Sometimes, it feels that teachers are working through these steps out of compliance of having to work together and it often just takes time (well, and a lot of work) to get to the real sense of community that will authentically create the best possibilities for the students. The collective wisdom of the educators is needed at all steps of this process and then the benefits of community are realized. It doesn’t matter if the school is big or small or the number of teachers working together, it is about interdependence. Each person brings unique qualities, experiences and wisdom to their work and even though they can work independently with students, they are stronger as a collective community in meeting the needs of students. One hockey stick on the porch was impactful but a wave of support was created by “community” when many others did the same. Educators have this opportunity every day.

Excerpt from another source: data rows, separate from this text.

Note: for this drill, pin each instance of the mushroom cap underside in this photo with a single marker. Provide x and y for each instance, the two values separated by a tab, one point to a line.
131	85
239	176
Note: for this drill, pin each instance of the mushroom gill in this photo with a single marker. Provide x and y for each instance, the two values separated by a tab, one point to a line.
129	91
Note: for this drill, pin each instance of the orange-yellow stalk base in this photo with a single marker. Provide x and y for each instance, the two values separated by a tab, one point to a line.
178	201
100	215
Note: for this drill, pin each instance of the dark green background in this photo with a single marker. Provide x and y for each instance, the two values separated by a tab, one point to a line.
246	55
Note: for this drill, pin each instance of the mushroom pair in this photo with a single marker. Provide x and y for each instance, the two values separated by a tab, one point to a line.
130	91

I started this blog by saying it is a difficult one for me to write. This is true for many reasons including the obvious overwhelming sadness felt for the families of the victims. This accident also brought back a wave of emotions for me and sent me right back to the school year 2007-2008 when, as a superintendent, I went to nineteen student funerals. The school year started off with a tragic accident involving four boys from one of the high schools in my district. I went to three of their funerals in one day. I remember thinking that no where in my education training did I learn how to do that. In January, a high school basketball team from another district (Bathurst High School, the Boys in Red, as they were so lovingly remembered) crashed after they had played a game in our district. Seven players and the wife of the coach were killed in that accident. And, just like Humboldt, “community” prevailed. Sadness, grief, loss and a desperate need to make sense of it all become part of our life but knowing others are with us can make a significant difference to those suffering.

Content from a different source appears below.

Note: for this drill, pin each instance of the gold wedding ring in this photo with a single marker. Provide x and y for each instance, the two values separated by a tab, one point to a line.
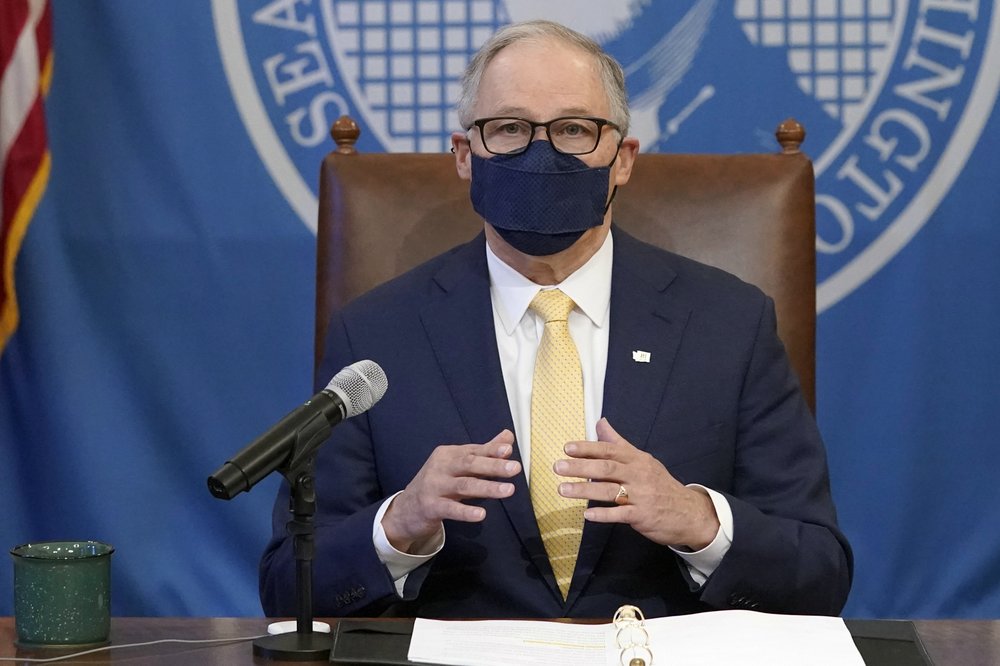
621	498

I have learned many lessons over the years and the one that continues to amaze me is this notion of community… it might be where we live but it really is about collective hope and support and figuring things out together. Isn’t that what school improvement should be about? Educators working together to inspire and impact the lives of our students? Giving hope to one another when we are not sure what to do and supporting students on their learning journey? Of course, in schools, it doesn’t take a tragedy for us to work together. We can create “community” every day. Thanks for being here with me. See you next Saturday.